Der Koalitionsvertrag der Ampel ist fertig: Der Titel „Mehr Fortschritt wagen” klingt vielversprechend und lässt gleichzeitig Raum für Interpretationen.
Am 24. November 2021 um 15 Uhr wurden sie öffentlich gemacht – die lange ersehnten Inhalte des Koalitionsvertrages zwischen der SPD, den Grünen und der FDP. Doch was genau steht drin und welche Hoffnungen und Erwartungen entstehen daraus für die Jugendlichen?
Nach der Bundestagswahl am 26. September wären dem Ergebnis zufolge drei Koalitionen möglich gewesen. Eine sogenannte „Große Koalition” (GroKo) aus SPD und CDU/CSU, eine „Jamaika-Koalition“ zwischen FDP, CDU und Grünen oder eine Ampelkoalition mit SPD, Grünen und FDP. Mit der Wahl der Ampel setzten die Sozialdemokrat*innen ein deutliches Zeichen – denn so zwangen sie die widerwillige Union in die Opposition.
In ihrem Koalitionsvertrag setzten sich die Parteien ehrgeizige Ziele. Beispielsweise soll der Mindestlohn auf 12 Euro die Stunde steigen, Kinderrechte sollen im Grundgesetz verankert und der Ausbau erneuerbarer Energien gefördert werden. Auch in direkter Hinsicht auf Kinder und Jugendlich soll sich in Zukunft einiges ändern.
1. Wahlrecht ab 16 Jahren Es ist kein Geheimnis, dass alle beteiligten Koalitionspartner*innen seit längerer Zeit die Absenkung des Wahlalters anstreben. Was bis dato von der Union blockiert wurde, steht nun auf der Agenda. Dabei soll das aktive Wahlrecht ab 16 Jahren für den Bundestag und das Europäische Parlament gelten. Aktiv bedeutet, dass man sowohl Kandidat*innen wählen kann, als auch selbst die Möglichkeit hat zu kandidieren. Dafür braucht es eine Änderung des Grundgesetzes. Für die Europawahlen könnten die Ampelparteien diese Reform mit einfacher Mehrheit beschließen.

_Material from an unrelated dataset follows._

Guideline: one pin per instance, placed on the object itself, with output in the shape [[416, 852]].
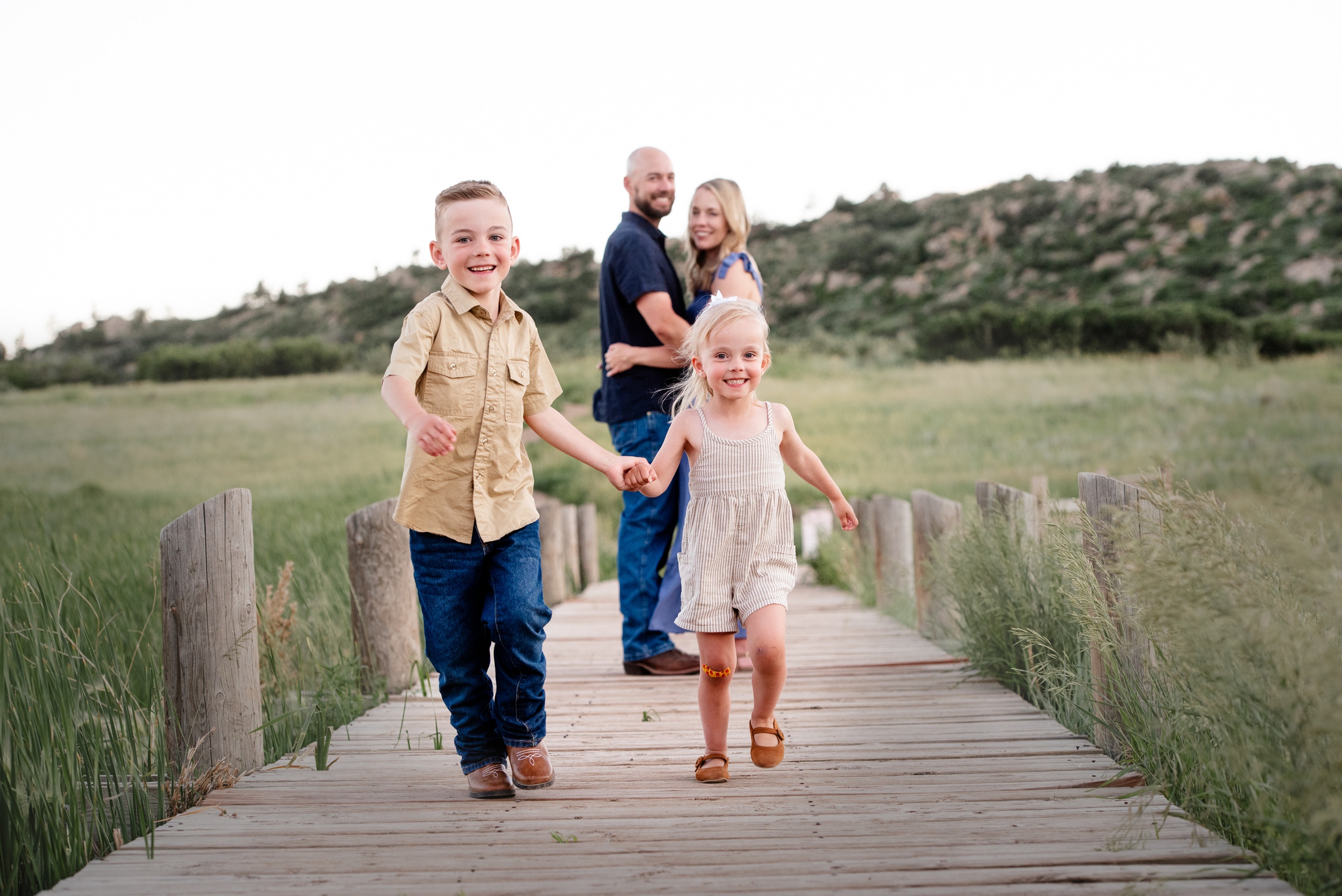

2. Legalisierung von Cannabis Die neue Bundesregierung möchte Cannabis legalisieren. Die „kontrollierte Abgabe an Erwachsene zu Genusszwecken“ soll in Zukunft in lizensierten Fachgeschäften möglich sein. Eine Legalisierung bedeutet Qualitätskontrolle und verhindert den Konsum verunreinigter, gefährlicher Drogen. Außerdem wird der öffentliche Kontrollapparat entlastet. Ein wichtiger Aspekt ist, dass der Jugendschutz verstärkt wird und gewährleistet bleibt. Nach vier Jahren soll das Gesetz auf gesellschaftliche Auswirkungen hin evaluiert werden.
3. Umwelt- und Klimaschutz Im Bezug auf den Kampf gegen den menschengemachten Klimawandel setzt sich die Koalition dringend notwendige Ziele. Der bis 2038 geplante Kohleausstieg soll auf 2030 vorgezogen werden. Zudem sollen im selben Jahr 80% des Stroms aus erneuerbaren Energien kommen. Im Jahr 20230 soll Deutschland mit mindestens 15 Millionen Elektro-PKW zum Leitmarkt für die Elektromobilität im Individualverkehr werden. Außerdem sollen ab 2035 nur noch CO2-neutrale Fahrzeuge zugelassen werden. Durch einen Klimacheck für neue Gesetze wird der Umweltschutz künftig stärker in Entscheidungen der Bundesregierung einwirken. Ministerien sollen demzufolge beim Entwurf von neuen Gesetzen prüfen, ob diese mit den nationalen Klimazielen übereinstimmen. Initiativen wie „Fridays for Future” kritisieren die Klimaziele aber als nicht weitreichend genug.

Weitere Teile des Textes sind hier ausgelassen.